Intel is planning to invest several million Euros in a new supercomputing
research center in Europe that will explore the outer
limits of high-performance computing while solving complex problems related to
health care and weather forecasting.
The plan, announced Nov. 19, calls for Intel to support the new Exascale
Computing Research
Center with an investment of
millions of euros during the next three years. The exact amount was not given.
Three French research institutions also plan to contribute to the center: the
French Atomic Energy Commission, the Versailles
Saint-Quentin-en-Yvelines University
and the French National High-Performance Computing Agency.
The term exascale refers to how many calculations a supercomputer can carry
out each second. Currently, the
world's fastest supercomputers, such as the Cray Jaguar or the IBM Roadrunner,
operate at the petascale level, or 1 quadrillion calculations per second.
Exascale supercomputers could run a 1,000 times faster—about 1
million trillion calculations per second.
Other
companies, notably IBM, and numerous scientific research centers are also
working to bring supercomputers and HPC machines into the "exaflop"
era. For example, Cray
and Intel announced an agreement in 2008 under which the companies are working
together to develop this next generation of supercomputers.
For
a look at new supercomputers from Dell, SGI and Cray, click here.
The Exascale center will be part of Intel Labs Europe, which is made up of
19 different labs and 900 researchers throughout Europe.
Eventually, the Exascale research lab will employ several dozen researchers.

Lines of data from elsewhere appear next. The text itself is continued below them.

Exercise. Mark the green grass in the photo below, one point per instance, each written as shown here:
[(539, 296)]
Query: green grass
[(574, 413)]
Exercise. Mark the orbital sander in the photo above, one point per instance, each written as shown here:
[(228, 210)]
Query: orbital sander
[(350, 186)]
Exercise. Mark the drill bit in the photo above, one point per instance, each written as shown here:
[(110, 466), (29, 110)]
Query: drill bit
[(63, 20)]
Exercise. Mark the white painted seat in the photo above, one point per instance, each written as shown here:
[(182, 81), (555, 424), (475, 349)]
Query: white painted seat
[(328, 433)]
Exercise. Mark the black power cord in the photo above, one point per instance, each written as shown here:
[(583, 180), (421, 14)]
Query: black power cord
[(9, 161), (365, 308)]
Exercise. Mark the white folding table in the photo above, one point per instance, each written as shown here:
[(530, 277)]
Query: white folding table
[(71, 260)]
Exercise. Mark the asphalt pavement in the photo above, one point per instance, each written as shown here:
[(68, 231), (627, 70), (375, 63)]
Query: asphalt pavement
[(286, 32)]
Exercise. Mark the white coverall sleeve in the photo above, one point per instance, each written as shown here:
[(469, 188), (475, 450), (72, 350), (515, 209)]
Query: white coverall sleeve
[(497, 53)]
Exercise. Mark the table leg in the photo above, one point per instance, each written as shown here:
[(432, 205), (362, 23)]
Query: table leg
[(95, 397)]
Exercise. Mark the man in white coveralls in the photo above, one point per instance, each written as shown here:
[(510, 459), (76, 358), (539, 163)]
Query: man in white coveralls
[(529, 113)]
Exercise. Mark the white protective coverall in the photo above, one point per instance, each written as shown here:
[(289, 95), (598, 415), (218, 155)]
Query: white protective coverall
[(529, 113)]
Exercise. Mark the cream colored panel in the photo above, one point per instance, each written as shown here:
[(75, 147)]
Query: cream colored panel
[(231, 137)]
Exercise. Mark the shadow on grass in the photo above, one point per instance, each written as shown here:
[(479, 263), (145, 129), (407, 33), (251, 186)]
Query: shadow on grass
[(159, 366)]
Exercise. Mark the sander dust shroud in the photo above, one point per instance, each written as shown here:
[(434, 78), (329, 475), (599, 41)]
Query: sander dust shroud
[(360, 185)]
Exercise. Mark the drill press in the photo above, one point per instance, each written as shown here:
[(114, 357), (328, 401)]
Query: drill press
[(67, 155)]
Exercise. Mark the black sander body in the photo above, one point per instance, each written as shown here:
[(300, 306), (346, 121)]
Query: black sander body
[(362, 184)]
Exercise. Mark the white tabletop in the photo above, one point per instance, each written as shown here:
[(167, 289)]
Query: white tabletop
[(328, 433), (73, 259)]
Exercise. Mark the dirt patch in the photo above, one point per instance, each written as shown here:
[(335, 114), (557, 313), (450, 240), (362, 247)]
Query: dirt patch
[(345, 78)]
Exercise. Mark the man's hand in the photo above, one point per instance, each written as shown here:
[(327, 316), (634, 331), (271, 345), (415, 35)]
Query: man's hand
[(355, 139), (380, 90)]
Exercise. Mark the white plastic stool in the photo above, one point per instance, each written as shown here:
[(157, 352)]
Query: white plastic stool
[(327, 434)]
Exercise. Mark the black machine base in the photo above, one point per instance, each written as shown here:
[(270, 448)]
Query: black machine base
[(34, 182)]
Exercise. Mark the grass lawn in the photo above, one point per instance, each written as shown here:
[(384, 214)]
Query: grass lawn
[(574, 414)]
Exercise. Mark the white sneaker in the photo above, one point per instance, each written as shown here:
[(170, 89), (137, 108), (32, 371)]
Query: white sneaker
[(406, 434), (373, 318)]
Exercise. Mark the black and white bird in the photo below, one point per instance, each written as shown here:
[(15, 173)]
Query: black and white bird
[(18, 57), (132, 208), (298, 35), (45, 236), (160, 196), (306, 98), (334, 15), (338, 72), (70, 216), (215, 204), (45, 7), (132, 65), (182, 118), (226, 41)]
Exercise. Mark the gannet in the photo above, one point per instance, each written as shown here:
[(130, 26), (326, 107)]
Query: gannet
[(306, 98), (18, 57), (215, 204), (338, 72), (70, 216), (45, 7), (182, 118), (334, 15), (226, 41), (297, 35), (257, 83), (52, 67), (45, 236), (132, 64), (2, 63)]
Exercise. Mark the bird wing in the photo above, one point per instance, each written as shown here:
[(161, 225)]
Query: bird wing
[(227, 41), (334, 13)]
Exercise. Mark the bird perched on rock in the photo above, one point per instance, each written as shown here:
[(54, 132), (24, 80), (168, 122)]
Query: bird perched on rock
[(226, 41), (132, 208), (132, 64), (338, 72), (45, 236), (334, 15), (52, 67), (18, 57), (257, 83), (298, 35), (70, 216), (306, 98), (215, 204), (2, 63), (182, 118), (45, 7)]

When the Exascale center is up and running, researchers plan to explore
several different areas, including weather forecasting, health care and
seismology.
"For example, in health care this capability should enable highly
sophisticated genome calculations, enabling individualized patient treatment or
simulation of cell interactions to provide new cancer treatments," Intel
said in its Nov. 19 statement.
"Another application can be found in seismology, where exascale
computing could enable more detailed prediction of ground movement at sites
with high security requirements or where frequent movement is expected,"
Intel said. "In climate modeling, more accurate long-term forecasts and
much more detailed local weather forecasts could be made."
Right now, Intel
is involved in a legal fight with the European Commission, the antitrust
watchdog of the European Union. After the commission fined Intel more than $1
billion early in 2009, Intel plans to appeal the verdict.